I woke up when I hit the ground. I rolled over onto my back, choking on mud, unaware of where I was or what was going on. Men were laughing and whooping in the distance. I lay on the muddy bank of a rushing river. Everything on my body ached. My injured shoulder screamed in pain matched by the pain between my legs. The right side of my head was warm and tight. I touched dried blood on my temple. Too late I realized I was untied, free. I never saw the hand that grabbed my hair and dragged me away from the river, nor did I hear the scream that tore from my mouth.
* * *
I dipped my shaking hands into the cool water and lifted them to drink. Water splashed out, ran between my fingers. When I looked into them, all that was left was dirt and blood. I tried again with the same result. And again. Anything to block out the heat, the mud, the sun, and the blood.
The pain.
The memory.
They beat me while the Indian whose leg I shattered sat on the creek bank and watched. Blows came from all around me, legs kicking me, fists pounding me. When I tried to curl into a ball, I was kicked in the face. Blood filled my mouth. I coughed and sprayed blood over the legs of the largest Indian. He yelled and the other two stopped. They panted from the exertion of the beating; their eyes gleamed with excitement. I turned my head away when one fumbled with his loincloth.

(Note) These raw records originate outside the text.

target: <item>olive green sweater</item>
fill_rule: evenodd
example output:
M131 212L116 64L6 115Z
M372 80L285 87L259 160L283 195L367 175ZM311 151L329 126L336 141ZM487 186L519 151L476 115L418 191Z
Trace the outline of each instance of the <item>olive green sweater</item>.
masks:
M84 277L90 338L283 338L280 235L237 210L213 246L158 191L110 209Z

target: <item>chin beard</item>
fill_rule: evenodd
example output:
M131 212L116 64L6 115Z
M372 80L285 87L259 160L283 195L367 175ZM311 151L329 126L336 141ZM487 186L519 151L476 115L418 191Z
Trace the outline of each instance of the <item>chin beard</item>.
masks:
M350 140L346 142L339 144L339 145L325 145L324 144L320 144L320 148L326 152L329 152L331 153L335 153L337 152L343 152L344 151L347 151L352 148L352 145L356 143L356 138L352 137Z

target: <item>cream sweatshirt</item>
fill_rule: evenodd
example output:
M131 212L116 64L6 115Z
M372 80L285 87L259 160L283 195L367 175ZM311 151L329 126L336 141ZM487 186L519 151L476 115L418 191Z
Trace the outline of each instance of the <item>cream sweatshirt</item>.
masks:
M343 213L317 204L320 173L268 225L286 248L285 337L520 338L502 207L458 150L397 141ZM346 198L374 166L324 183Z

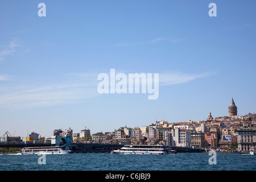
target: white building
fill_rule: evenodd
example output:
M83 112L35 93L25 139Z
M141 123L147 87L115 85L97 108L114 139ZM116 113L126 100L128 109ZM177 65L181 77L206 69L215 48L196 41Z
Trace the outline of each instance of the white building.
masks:
M86 128L84 130L81 130L79 133L80 138L89 138L90 137L90 130L86 130Z
M237 129L237 149L238 151L249 151L256 149L256 128L245 127Z
M96 133L92 134L92 139L95 142L100 142L101 140L106 140L107 136L102 133Z
M156 138L156 130L154 127L148 128L148 138Z
M191 133L188 130L173 129L172 131L165 131L166 145L177 147L191 146Z

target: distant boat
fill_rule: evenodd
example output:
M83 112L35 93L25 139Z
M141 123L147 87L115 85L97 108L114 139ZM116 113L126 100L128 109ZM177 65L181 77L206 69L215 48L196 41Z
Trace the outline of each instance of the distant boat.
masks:
M171 148L164 145L126 145L114 150L115 154L167 155Z
M59 147L25 147L22 148L21 154L67 154L69 151Z

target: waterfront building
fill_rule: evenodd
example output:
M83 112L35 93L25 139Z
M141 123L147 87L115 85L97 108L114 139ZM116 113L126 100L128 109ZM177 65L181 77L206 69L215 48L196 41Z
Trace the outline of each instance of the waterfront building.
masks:
M123 129L123 132L125 133L125 135L131 135L131 130L133 130L133 129L130 127L127 127L126 126L125 126L125 127Z
M134 127L133 129L131 130L131 136L135 138L136 142L139 142L142 136L142 132L139 127Z
M232 96L232 100L229 106L229 117L231 117L233 115L237 115L237 107L233 100Z
M122 135L125 134L125 131L123 131L123 129L120 128L117 130L115 130L115 139L118 140L120 140Z
M177 128L172 131L168 130L164 132L166 144L177 147L191 146L191 131Z
M183 125L176 125L176 126L174 126L174 128L175 129L179 128L180 129L185 129L185 130L191 130L191 131L195 130L195 127L194 125L192 125L192 124L184 123Z
M205 146L217 147L218 146L218 134L216 132L209 132L204 134Z
M140 127L139 129L141 130L142 133L148 133L148 126Z
M244 127L237 129L238 151L248 151L256 148L256 128Z
M199 131L191 132L191 146L205 147L204 133Z
M35 132L31 132L31 134L29 134L28 137L26 138L26 142L41 142L44 143L44 137L41 137L41 135Z
M213 117L212 115L212 113L209 112L209 115L207 117L207 121L212 121L213 120Z
M74 133L73 134L73 141L78 142L79 139L80 138L80 133Z
M90 130L89 129L86 130L86 128L83 130L81 130L79 133L80 138L89 138L90 137Z
M148 138L156 138L156 130L155 127L148 128Z
M62 129L54 130L53 136L60 136L60 134L61 135L63 132Z
M100 142L101 140L106 140L107 136L102 132L96 133L92 135L92 139L93 141Z
M165 140L164 132L166 131L171 131L172 127L157 127L156 129L156 138L160 142Z

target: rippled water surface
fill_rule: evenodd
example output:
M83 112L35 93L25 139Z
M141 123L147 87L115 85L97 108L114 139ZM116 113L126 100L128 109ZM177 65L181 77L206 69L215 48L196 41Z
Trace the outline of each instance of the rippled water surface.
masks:
M114 155L108 153L47 155L39 164L37 155L0 155L0 170L20 171L249 171L256 170L256 155L217 154L209 164L208 153L170 155Z

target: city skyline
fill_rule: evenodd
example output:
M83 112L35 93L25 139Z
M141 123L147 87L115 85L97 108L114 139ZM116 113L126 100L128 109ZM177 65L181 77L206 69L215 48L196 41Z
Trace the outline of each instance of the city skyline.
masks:
M232 96L238 115L255 113L253 1L0 5L0 134L203 121L228 116ZM110 69L159 73L158 98L100 94L97 76Z

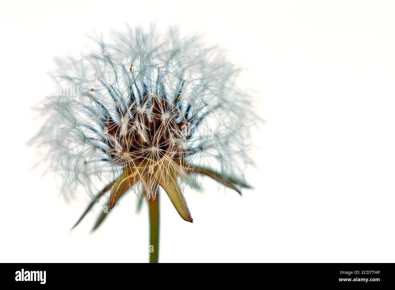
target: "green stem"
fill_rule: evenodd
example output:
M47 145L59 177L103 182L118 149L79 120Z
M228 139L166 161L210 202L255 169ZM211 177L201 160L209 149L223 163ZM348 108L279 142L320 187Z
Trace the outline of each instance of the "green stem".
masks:
M149 262L158 263L159 257L159 195L149 204Z

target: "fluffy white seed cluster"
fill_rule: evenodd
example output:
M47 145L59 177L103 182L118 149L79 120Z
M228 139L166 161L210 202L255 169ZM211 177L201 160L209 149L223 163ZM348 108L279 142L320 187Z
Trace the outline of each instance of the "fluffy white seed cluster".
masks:
M93 196L128 168L140 175L136 193L142 186L152 197L169 170L198 187L191 165L242 177L254 119L235 84L238 70L199 37L174 29L159 36L129 29L58 62L61 93L46 99L50 116L39 138L67 195L82 186Z

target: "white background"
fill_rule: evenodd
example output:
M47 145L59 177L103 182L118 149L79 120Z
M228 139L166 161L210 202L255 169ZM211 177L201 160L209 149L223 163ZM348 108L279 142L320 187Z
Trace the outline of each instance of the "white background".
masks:
M254 187L207 180L185 193L194 223L161 199L162 262L395 262L395 6L391 1L107 0L2 4L0 262L148 260L147 209L129 194L93 234L70 233L88 198L67 204L28 139L32 107L54 91L53 57L86 34L179 25L248 69L266 120L254 131ZM219 190L218 190L219 189ZM115 247L115 251L110 247ZM110 254L111 253L111 254Z

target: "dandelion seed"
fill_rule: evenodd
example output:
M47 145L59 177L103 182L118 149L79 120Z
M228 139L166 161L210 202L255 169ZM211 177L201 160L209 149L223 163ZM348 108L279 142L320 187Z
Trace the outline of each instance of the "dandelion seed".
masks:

I knew what was coming. There was no escape. No way to save myself. Even if I had the strength to provoke them into killing me, I knew they would wait until they had sated themselves. I represented every man, woman, and child who had ever crossed their land, every broken treaty, every dead buffalo left on the plains to rot while its skin traveled east to lay on the floor of a Manhattan mansion. They could not make everyone pay for the wrongs done to them, but they could make me suffer.
I wish I could say I met it with pride, that I was able to master my emotions and deny them the satisfaction of my misery. I couldn’t. I could hardly move, though I tried. My punches were ineffectual, a nuisance instead of a deterrent. They held my arms and feet down until I stopped fighting. I sobbed and screamed because I could not fight. After the third Indian mounted me I lost the energy to resist, or cry. I stared at the river and listened to the sound of rushing water. The blanket of darkness from the night before returned. I pulled it around me, and I remembered no more.